Le point de départ, c’est incontestablement la construction de la première grande briqueterie de notre territoire à Sarcelles, en 1858, à l’initiative de Louis Censier. Cet industriel venu du département voisin de l’Oise est à l’origine de ce réseau de briqueteries qui s’est ensuite étendu aux villes voisines de Domont aux Vinciennes, Saint-Brice-sous-Forêt, Ézanville, Belloy-en-France. Ce sont les fils de Louis Censier qui ont ensuite développé l’activité, nouant également des alliances avec d’autres producteurs, par le jeu de mariages. À l’âge d’or de cette industrie, entre les deux Guerres mondiales, les 6 grandes briqueteries de la région étaient toutes liées à la famille Censier.

Pourquoi la région a-t-elle vu prospérer cette industrie ?

À cause d’une matière première abondante et de qualité, le limon des plateaux, que les ouvriers extrayaient sur place et transformaient en briques de construction. Un travail difficile qui mettait à contribution des familles entières, hommes, femmes et enfants sur une saison d’environ 7 mois de mars à octobre, 12 heures par jour, afin de profiter des températures les plus chaudes pour sécher naturellement les briques avant cuisson. Entre les deux guerres, cette activité alors florissante avait attiré un grand nombre de familles italiennes, venues du Frioul, qui se sont établies dans la région, souvent logées par leurs patrons. Ces derniers s’entendaient à l’automne avec les producteurs de betteraves pour donner du travail à leurs ouvriers une fois les fours des briqueteries éteints. 

C’est ainsi que cette communauté des briques s’est durablement implantée sur le territoire. Des gens travailleurs, courageux, dont les descendants sont toujours là.

Qu’avez-vous fait des témoignages, des documents collectés au fil de vos recherches ?

Un livre ! Briqueteries et tuileries disparues du Val-d’Oise a été publié en 2002 et a connu un réel succès dans notre département. Ce travail a ensuite donné lieu à plusieurs expositions, dans les anciennes communes briquetières, dont Domont, en 2003. C’est au cours de cette exposition qu’est d’ailleurs née l’idée d’un musée de la brique.

Ce musée de la brique, vous en avez rêvé. Que vous inspire l’initiative de la Ville de Domont qui prend corps aujourd’hui ?

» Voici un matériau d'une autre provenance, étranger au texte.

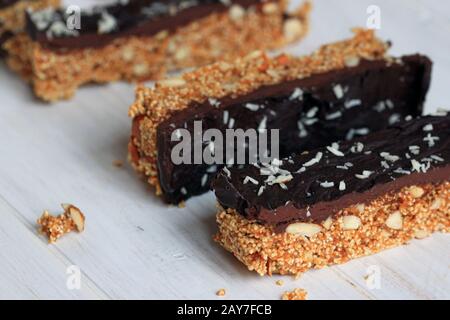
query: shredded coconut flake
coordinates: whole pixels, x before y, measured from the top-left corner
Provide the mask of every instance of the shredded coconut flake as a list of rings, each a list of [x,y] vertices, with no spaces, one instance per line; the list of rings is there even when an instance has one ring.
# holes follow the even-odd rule
[[[244,179],[244,184],[247,184],[249,182],[251,182],[251,183],[253,183],[255,185],[259,184],[258,180],[253,179],[252,177],[246,176],[245,179]]]
[[[368,179],[373,174],[373,171],[364,170],[362,174],[355,174],[355,177],[361,180]]]
[[[322,188],[333,188],[334,187],[334,182],[329,182],[329,181],[325,181],[325,182],[321,182],[320,186]]]
[[[320,160],[322,160],[323,157],[323,153],[322,152],[317,152],[316,156],[314,158],[312,158],[311,160],[309,160],[308,162],[306,162],[305,164],[303,164],[304,167],[311,167],[317,163],[320,162]]]
[[[338,99],[342,99],[344,97],[344,89],[340,84],[337,84],[333,87],[334,95]]]

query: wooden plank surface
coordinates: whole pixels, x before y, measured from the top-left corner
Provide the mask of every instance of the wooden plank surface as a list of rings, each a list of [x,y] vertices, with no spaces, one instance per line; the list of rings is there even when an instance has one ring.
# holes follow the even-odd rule
[[[286,51],[308,53],[348,37],[349,28],[365,25],[370,4],[316,0],[310,35]],[[427,111],[449,106],[450,3],[377,5],[379,34],[393,41],[395,54],[421,52],[435,62]],[[132,85],[88,86],[71,101],[45,105],[4,66],[0,83],[0,298],[216,299],[226,288],[225,299],[278,299],[296,287],[312,299],[450,298],[450,242],[442,234],[276,286],[282,277],[248,272],[212,241],[212,194],[167,208],[128,165],[112,165],[126,159]],[[62,202],[86,213],[86,231],[47,245],[35,221]],[[66,285],[71,265],[81,270],[79,290]],[[378,289],[366,284],[371,268],[380,271]]]

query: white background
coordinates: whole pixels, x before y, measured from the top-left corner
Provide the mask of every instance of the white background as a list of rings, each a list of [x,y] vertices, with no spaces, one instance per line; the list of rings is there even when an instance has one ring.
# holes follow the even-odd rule
[[[395,54],[434,60],[427,110],[448,106],[448,1],[317,0],[308,38],[286,50],[308,53],[349,37],[350,27],[365,25],[370,4],[380,6],[379,34],[393,41]],[[128,165],[111,164],[126,159],[133,98],[133,85],[116,83],[46,105],[0,67],[0,298],[278,299],[296,287],[312,299],[450,298],[450,242],[442,234],[298,280],[247,271],[211,240],[212,194],[168,208]],[[86,231],[48,245],[36,219],[43,209],[60,212],[62,202],[85,212]],[[66,287],[70,265],[81,269],[80,290]],[[372,265],[381,270],[379,290],[365,284]],[[280,278],[283,287],[275,285]],[[220,288],[225,298],[216,297]]]

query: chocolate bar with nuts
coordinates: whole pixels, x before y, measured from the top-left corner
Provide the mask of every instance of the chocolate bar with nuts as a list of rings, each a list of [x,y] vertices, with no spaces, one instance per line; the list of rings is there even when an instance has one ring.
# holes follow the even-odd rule
[[[419,117],[270,164],[221,171],[217,241],[261,275],[450,231],[450,115]]]
[[[66,99],[90,82],[155,80],[292,43],[308,30],[310,4],[294,12],[287,6],[287,0],[130,0],[84,10],[79,21],[63,9],[32,11],[27,32],[8,43],[8,63],[39,98]]]
[[[25,28],[25,10],[57,7],[60,0],[0,0],[0,55],[6,55],[3,44]]]
[[[221,168],[220,163],[172,161],[178,144],[173,134],[193,132],[196,121],[202,121],[203,130],[222,133],[279,129],[284,157],[420,115],[430,60],[391,58],[386,50],[372,31],[358,30],[354,38],[310,56],[271,59],[256,52],[234,64],[216,63],[161,81],[153,89],[141,87],[130,108],[131,163],[165,201],[177,204],[208,191]],[[221,163],[229,164],[225,160]]]

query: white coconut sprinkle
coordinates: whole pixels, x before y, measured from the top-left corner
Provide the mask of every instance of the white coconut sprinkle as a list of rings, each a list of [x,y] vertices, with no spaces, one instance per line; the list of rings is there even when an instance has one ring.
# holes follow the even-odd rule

Beaucoup de joie. En raison du lieu tout d’abord, cette Maison de la Tourelle toute en brique, construite par un Censier. Le lieu idéal pour ce musée qui protégera définitivement cette belle maison, témoin du passé. Ensuite parce que les objets que j’ai collectés et conservés, les documents, les photos, les courriers, n’ont aucune réelle valeur. Leur seule valeur, c’est d’être un support de la mémoire, dans un musée, seul moyen de transmettre cette histoire aux générations futures. Mon travail est un hommage à ces courageux ouvriers et ouvrières des briqueteries, à ces industriels d’autrefois, inventifs et entreprenants, qui ne tomberont pas dans l’oubli.